The project is sold, and includes financing. Now the sales rep heads to the car, where he will quickly contact the organization that offers loans to customers. That organization will, in turn, contact credit bureaus to ensure that the client is a worthy credit risk.
A few minutes later the lender calls back. The customer has had a “freeze” placed on his credit file. Now what?
FRAUD PREVENTION At the moment, you're only likely to encounter that scenario if you do business in one of the 38 states that have enacted laws enabling consumers to block credit reporting agencies from releasing their personal information without written consent.
Beginning with California, in 2003, states have used credit freeze legislation to control the explosion of identity theft, which now costs banks and consumers some $60 billion a year. So far, nearly 700,000 consumers have opted to freeze access to their credit accounts.
The state laws, and the possibility of federal legislation, have caused concern among lenders that specialize in home improvement financing, and among home improvement companies that rely on selling financing to move a large percentage of their deals.
“It could be devastating,” says Bruce Christensen, vice president for GE Retail Sales Finance, in Dallas. The reason, he explains, is that if the customer currently has a freeze on his or her credit, “the contractor will no longer be able to get approval in the home.”
D.S. Berenson, an attorney who represents many large home improvement companies, notes that “placing a freeze on your account, and lifting it, and placing it on again, is currently a clunky process that can take days, if not weeks.”
ANOTHER DNC LIST? John Anderson, compliance leader for GE Consumer Finance, believes that some kind of federal legislation will be enacted in 2008. At the moment, several proposals are being floated, among them a bill that would leave stronger state legislation intact.

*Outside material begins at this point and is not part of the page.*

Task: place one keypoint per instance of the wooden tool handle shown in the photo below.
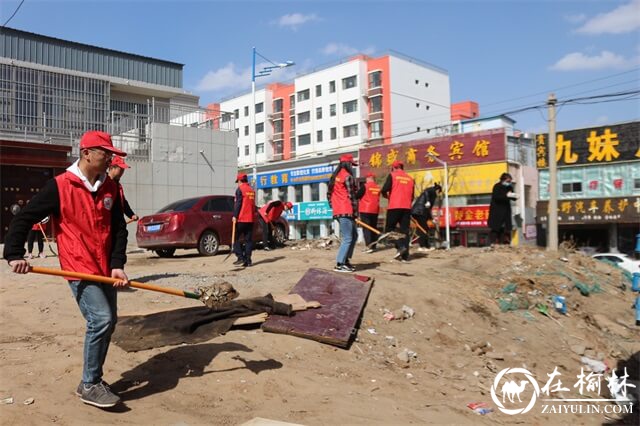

Ed Mierzwinski, an attorney with the federation of state Public Interest Research Groups (U.S. PIRG) gives such legislation a 50% chance of passing and says that more and more states are leaning toward a credit freeze open to anyone, with no fees charged, and which would include a 15-minute thaw period, activated by a PIN number. That would enable consumers to make those large purchases, with just a few minutes' delay. For a law to pass, and to work, Mierzwinski says, “it must be consumer-friendly and business-friendly.”